Shadow of Neroli by Michelle Krell Kydd













Eno's interview with New Sounds was broadcast on October 18, 1989 under the title #375: Ambient Music with Brian Eno. The content of Neroli's liner notes isn't the "edited" broadcast that aired on New Sounds. It would be interesting to hear the uncut version, but the past is gone and it's 2018—time for Eno and Roucel to combine their métiers and visit uncharted territory.

The Bloom app created by Brian Eno and Peter Chilvers is a natural starting point. Bloom's haptic interface plays a sound every time a finger taps the touchscreen. Each tap generates a colored sphere and corresponding sound. Successive tapping creates multiple sounds and colors that are playfully synesthetic. The background color is set by the user as a "mood". Each mood on the Bloom app is named after an ingredient used in perfumery—there are 12 of them.

Screenshot of Bloom App on an iPad



















Bloom's 12 fragrant "mood" settings are: Neroli, Vetiver, Ylang, Labdanum, Bergamot, Orris, Ambrette, Benzoin, Tolu, Cedar, Civet and Skatole. There are no smells in reality or virtual reality, though one could easily hack that with a collection of diluted aroma materials from suppliers like Eden Botanicals, Enfleurage NYC, Perfumer's Apprentice and White Lotus Aromatics.

Two product lines are immediately possible. The first is a collection of finished fragrances based on Bloom's mood settings. That's 12 perfumes Maurice Roucel can make and everyone knows he brings sexy back like it never left the room.

The second opportunity is a coffret containing each of the "mood" materials in dilution. This would encourage the development of a personal lexicon for smells, and indulging in scent layering to create perfume accords on skin.

The coffret addresses Eno's observation of fragrance as an "unlangued" sense. It's an opportunity to move through subjectivity into objectivity via learning to evaluate raw materials used in perfumery. Et voila. Glass Petal Smoke has just provided a fragrance brief for Brian Eno and Maurice Roucel.

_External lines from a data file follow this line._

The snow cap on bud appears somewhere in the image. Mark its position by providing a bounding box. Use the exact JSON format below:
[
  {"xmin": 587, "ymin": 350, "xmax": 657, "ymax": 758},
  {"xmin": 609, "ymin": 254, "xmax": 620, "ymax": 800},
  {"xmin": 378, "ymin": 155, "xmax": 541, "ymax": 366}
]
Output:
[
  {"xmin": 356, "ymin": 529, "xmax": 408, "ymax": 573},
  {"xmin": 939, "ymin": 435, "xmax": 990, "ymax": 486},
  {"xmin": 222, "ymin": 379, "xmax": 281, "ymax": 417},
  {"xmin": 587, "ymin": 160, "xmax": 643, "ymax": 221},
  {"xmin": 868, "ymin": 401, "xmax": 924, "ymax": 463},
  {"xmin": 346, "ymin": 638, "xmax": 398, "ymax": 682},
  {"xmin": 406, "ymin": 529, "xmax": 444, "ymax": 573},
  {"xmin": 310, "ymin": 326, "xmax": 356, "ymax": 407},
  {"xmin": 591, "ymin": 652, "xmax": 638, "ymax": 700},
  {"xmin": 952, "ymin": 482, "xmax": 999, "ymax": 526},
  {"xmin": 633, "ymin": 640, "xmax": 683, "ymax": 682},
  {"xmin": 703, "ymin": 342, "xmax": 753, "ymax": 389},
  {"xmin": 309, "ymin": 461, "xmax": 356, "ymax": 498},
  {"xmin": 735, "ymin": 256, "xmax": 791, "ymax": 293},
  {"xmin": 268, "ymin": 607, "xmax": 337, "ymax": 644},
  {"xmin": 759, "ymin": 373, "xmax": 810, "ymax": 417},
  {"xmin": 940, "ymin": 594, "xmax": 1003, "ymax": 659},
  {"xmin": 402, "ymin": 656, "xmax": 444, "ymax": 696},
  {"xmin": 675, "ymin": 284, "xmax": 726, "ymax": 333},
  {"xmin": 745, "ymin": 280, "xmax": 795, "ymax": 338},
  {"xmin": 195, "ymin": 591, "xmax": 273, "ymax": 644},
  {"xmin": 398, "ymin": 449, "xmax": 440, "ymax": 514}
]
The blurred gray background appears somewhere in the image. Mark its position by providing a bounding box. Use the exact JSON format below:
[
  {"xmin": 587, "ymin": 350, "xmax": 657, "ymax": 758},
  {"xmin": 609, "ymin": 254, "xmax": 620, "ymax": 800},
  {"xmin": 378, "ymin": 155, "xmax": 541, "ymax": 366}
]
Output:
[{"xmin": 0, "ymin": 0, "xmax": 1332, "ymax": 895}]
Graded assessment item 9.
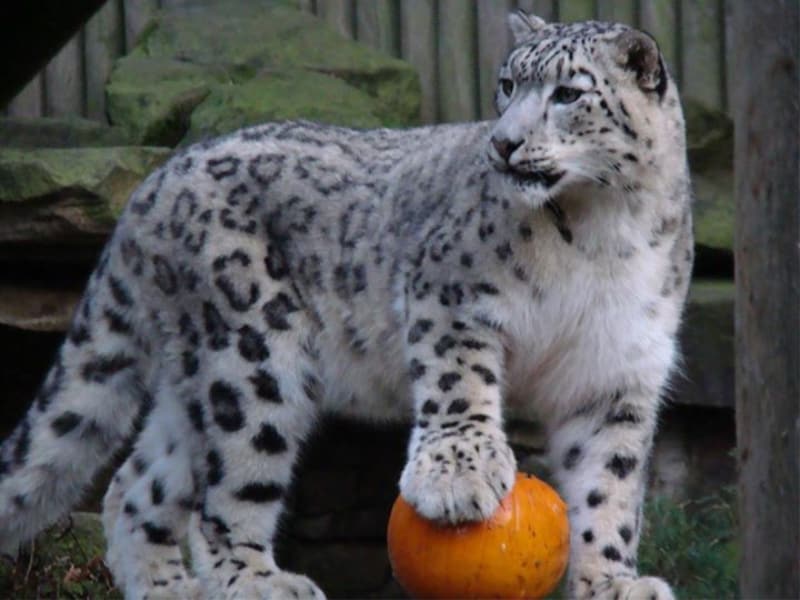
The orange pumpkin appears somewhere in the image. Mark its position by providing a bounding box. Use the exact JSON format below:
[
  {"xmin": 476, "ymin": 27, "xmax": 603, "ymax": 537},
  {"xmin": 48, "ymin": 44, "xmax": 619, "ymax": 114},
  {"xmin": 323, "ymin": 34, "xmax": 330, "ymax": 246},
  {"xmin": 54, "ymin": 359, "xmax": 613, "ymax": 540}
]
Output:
[{"xmin": 387, "ymin": 473, "xmax": 569, "ymax": 598}]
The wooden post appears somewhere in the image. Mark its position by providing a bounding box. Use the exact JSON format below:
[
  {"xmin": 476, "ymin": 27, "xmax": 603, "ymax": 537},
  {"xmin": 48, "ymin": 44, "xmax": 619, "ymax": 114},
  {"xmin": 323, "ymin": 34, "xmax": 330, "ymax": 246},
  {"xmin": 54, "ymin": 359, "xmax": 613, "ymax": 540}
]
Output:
[{"xmin": 730, "ymin": 0, "xmax": 800, "ymax": 598}]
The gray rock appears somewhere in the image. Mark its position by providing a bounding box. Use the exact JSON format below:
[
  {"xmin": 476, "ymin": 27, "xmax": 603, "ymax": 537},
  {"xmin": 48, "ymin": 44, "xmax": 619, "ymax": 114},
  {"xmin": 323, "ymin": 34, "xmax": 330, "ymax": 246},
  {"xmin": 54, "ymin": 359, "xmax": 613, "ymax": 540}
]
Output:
[
  {"xmin": 107, "ymin": 0, "xmax": 420, "ymax": 145},
  {"xmin": 0, "ymin": 117, "xmax": 128, "ymax": 148}
]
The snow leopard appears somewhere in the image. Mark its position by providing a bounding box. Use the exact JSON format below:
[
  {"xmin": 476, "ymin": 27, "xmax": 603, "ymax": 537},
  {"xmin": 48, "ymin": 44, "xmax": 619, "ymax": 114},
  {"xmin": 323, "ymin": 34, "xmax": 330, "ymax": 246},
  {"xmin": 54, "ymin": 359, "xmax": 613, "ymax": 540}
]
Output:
[{"xmin": 0, "ymin": 12, "xmax": 693, "ymax": 600}]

One is reminded of writer Italo Calvino's words when considering the possibility that Eno and Roucel—two highly respected artists that are well versed in distinct disciplines—will never collaborate again:
…the phials, the ampoules, the jars with their spire-like or cut glass stoppers will weave in vain from shelf to shelf their network of harmonies, assonances, dissonances, counterpoints, modulations, cadenzas: our deaf nostrils will no longer catch the notes of their scale.
        —“The Name, The Nose” from Under the Jaguar Sun, by Italo Calvino
Let's hope perfumer Maurice Roucel (a 2012 Chevalier de l'Ordre des Arts et des Lettres recipient) and polymath Brian Eno pick up where they left off, and don't leave us with dead air.

Notes:
Thanks to WNYC Associate Producer Caryn Havlik for assisting Glass Petal Smoke in locating #375: Ambient Music with Brian Eno on the New Sounds website when the date cited in Neroli's liner notes didn't correspond with the date of the broadcast.

The liner notes referenced in this article are from the 2014 reissue of Neroli on CD at All Saints Records. It is currently sold out.

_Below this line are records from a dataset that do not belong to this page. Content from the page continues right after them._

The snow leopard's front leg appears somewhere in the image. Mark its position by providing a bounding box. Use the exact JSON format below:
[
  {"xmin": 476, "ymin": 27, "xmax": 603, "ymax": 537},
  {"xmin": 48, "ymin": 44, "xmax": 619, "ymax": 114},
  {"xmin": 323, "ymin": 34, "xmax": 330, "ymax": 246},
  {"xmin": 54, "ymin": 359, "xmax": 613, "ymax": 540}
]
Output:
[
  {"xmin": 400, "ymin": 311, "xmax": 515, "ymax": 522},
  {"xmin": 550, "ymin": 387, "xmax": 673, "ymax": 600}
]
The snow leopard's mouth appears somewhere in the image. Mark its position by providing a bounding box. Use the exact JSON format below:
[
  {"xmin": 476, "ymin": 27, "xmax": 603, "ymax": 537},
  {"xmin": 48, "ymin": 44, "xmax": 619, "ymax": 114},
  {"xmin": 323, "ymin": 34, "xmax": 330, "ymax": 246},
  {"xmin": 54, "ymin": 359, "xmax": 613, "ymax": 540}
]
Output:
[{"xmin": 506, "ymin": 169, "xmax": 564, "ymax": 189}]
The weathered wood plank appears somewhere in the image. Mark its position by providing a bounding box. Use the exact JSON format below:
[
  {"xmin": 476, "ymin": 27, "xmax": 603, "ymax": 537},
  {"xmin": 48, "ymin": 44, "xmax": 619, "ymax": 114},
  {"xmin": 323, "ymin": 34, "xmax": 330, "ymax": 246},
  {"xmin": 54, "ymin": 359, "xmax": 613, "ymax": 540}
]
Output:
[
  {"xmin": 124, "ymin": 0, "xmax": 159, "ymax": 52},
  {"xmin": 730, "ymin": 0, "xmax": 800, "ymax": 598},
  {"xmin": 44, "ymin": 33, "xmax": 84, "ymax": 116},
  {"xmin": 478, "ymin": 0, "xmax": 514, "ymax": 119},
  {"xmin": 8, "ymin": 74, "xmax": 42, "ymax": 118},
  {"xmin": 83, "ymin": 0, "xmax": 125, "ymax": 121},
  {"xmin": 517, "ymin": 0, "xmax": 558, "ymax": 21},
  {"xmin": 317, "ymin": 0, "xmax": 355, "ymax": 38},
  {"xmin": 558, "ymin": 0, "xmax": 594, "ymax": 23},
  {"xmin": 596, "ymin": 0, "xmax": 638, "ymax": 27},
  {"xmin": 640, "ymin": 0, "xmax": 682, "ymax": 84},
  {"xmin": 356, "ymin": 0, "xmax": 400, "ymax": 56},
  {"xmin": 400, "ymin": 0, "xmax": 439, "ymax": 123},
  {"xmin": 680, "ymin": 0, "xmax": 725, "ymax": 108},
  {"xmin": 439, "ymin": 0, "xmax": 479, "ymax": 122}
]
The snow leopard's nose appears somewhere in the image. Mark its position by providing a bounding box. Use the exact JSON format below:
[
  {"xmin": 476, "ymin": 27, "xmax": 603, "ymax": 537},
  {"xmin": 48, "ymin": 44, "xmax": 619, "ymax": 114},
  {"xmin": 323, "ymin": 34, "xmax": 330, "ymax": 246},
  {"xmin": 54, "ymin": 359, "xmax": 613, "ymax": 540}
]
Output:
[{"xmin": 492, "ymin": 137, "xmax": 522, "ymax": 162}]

A perfume accord is the basic character of a fragrance consisting of three or four blended notes that create a new aromatic impression. It's like using a mirepoix in cooking; the sum in flavor is different than the individual ingredients that comprise it.

A generative audio-visual installation utilizing Bloom made news last February, but smells weren't included in the communal mixed reality experience shaped by Bloom and Microsoft HoloLens.

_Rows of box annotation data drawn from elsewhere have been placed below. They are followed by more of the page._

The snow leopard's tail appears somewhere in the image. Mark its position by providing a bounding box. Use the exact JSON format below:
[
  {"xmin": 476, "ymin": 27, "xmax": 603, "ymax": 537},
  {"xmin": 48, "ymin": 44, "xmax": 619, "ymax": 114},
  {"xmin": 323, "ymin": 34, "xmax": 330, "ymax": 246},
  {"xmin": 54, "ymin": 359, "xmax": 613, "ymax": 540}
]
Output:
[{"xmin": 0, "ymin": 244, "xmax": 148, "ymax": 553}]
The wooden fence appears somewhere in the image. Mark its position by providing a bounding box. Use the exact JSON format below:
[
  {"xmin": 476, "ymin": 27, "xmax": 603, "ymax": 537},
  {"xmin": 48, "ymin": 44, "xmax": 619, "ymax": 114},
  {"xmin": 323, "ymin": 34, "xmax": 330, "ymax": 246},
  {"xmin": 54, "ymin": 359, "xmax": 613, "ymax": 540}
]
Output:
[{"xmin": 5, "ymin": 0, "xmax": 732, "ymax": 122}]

"Brian Eno Smells" took place on February 21, 2018 at the Ann Arbor District Library, in Ann Arbor, Michigan. I introduced the Bloom app at the Smell & Tell and 40 people smelled Musk Ambrette while the Bloom app operated in Ambrette mode. The purpose was to encourage personal olfactory lexicon via intersensing, a form of multisensory learning. You can read about the Smell & Tell event here. Special thanks to Christopher Porter who covered the event as a journalist and participant. Porter rocked a stylish coif a là David Bowie on the cover of Low, one of three albums in the Bowie "Berlin Trilogy" that Brian Eno worked on.